Ticket #1757 (closed defect: wontfix)

Opened 8 years ago

Last modified 8 years ago

The tagged weekly run failed with 2019 tracebacks.

Reported by: robyn Owned by: robyn
Priority: critical Milestone:
Component: meas_astrom Keywords:
Cc: daues, srp, krughoff, rhl, cloomis, price, dstn Blocked By:
Blocking: Project: LSST
Version Number:
How to repeat:

not applicable

Description

The tagged weekly run failed due to a variety of error conditions. The folks with primary responsibility are being noted as 'CC:' bystanders on the Ticket.

There are memory errors, bad_alloc errors, RunTime? Exceptions, LSST CPP Exceptions, fitsio problems. For the full list of errors and pointers to the error summaries refer to: http://dev.lsstcorp.org/trac/wiki/DM/buildbot/Weekly_Production for 2 Sep 2011.

The most numerous error (bad_alloc 1844 errors) is in _mathLib.makeStatistics(*args) which is called by various SDQA metrics processing methods.

There are a goodly number of meas_astrom errors, too.

The Ticket is being provided to RHL so that he can distribute to the correct Apps developer. Steve P is added in case errors 7&8 are middleware based.

Change History

comment:1 Changed 8 years ago by DefaultCC Plugin

  • Cc cloomis, price added

comment:2 Changed 8 years ago by dstn

I would expect (7) and (8) are due to some low-level I/O error. I will add code to get those low-level error messages to bubble up.
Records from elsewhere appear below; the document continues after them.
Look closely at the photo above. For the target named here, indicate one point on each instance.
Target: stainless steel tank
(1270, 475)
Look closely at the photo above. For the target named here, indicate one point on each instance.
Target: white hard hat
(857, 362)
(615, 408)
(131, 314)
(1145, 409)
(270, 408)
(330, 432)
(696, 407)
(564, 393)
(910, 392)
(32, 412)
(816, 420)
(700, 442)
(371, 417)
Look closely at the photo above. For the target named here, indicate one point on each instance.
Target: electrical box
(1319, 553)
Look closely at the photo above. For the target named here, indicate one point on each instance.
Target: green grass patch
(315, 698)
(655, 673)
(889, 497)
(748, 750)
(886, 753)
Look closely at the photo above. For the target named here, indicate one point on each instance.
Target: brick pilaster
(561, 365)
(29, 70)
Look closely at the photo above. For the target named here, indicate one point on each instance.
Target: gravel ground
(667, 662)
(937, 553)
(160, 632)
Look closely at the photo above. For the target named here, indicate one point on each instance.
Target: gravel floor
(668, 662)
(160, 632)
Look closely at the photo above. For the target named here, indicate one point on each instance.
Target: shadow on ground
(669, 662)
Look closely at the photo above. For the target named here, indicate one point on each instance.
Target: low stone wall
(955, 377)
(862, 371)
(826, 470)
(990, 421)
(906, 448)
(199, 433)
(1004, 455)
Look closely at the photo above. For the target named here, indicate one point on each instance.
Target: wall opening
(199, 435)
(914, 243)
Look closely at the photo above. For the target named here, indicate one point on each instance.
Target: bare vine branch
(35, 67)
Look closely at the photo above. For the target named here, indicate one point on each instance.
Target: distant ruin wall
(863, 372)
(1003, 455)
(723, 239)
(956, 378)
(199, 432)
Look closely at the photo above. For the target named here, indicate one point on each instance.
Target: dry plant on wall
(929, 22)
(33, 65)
comment:3 Changed 8 years ago by dstn

I suspect that 4(a) is due to I/O also, since there doesn't seem to be anything wrong with the logical flow, and nothing has changed recently:

harness.slice.WcsDeterminationStageParallel DEBUG: Exposure was taken with filter "r"
harness.slice.WcsDeterminationStageParallel DEBUG: Have catalogue magnitudes for filter: "r"
harness.slice.WcsDeterminationStageParallel WARNING: 0: lsst::pex::exceptions::RuntimeErrorException thrown at src/net/GlobalAstrometrySolution.cc:1264 in std::vector<double, std::allocator<double> > lsst::meas::astrom::net::getTagAlongFromIndex(index_t*, std::string, int*, int)
0: Message: No meta data called r found in index /lsst/DC3/data/astrometry_net_data/imsim-2011-08-01-0/index-110801004.fits
harness.slice.WcsDeterminationStageParallel WARNING: Attempting to access catalogue positions and fluxes
harness.slice.WcsDeterminationStageParallel WARNING: Catalogue version: /lsst/DC3/data/astrometry_net_data/imsim-2011-08-01-0
harness.slice.WcsDeterminationStageParallel WARNING: ID column: id
harness.slice.WcsDeterminationStageParallel WARNING: Requested filter: r
harness.slice.WcsDeterminationStageParallel WARNING: Available filters: ('y_err', 'z_err', 'i_err', 'r_err', 'g_err', 'u_err', 'parallax', 'mudec', 'mura', 'y', 'z', 'i', 'r', 'g', 'u', 'variable', 'starnotgal', 'id')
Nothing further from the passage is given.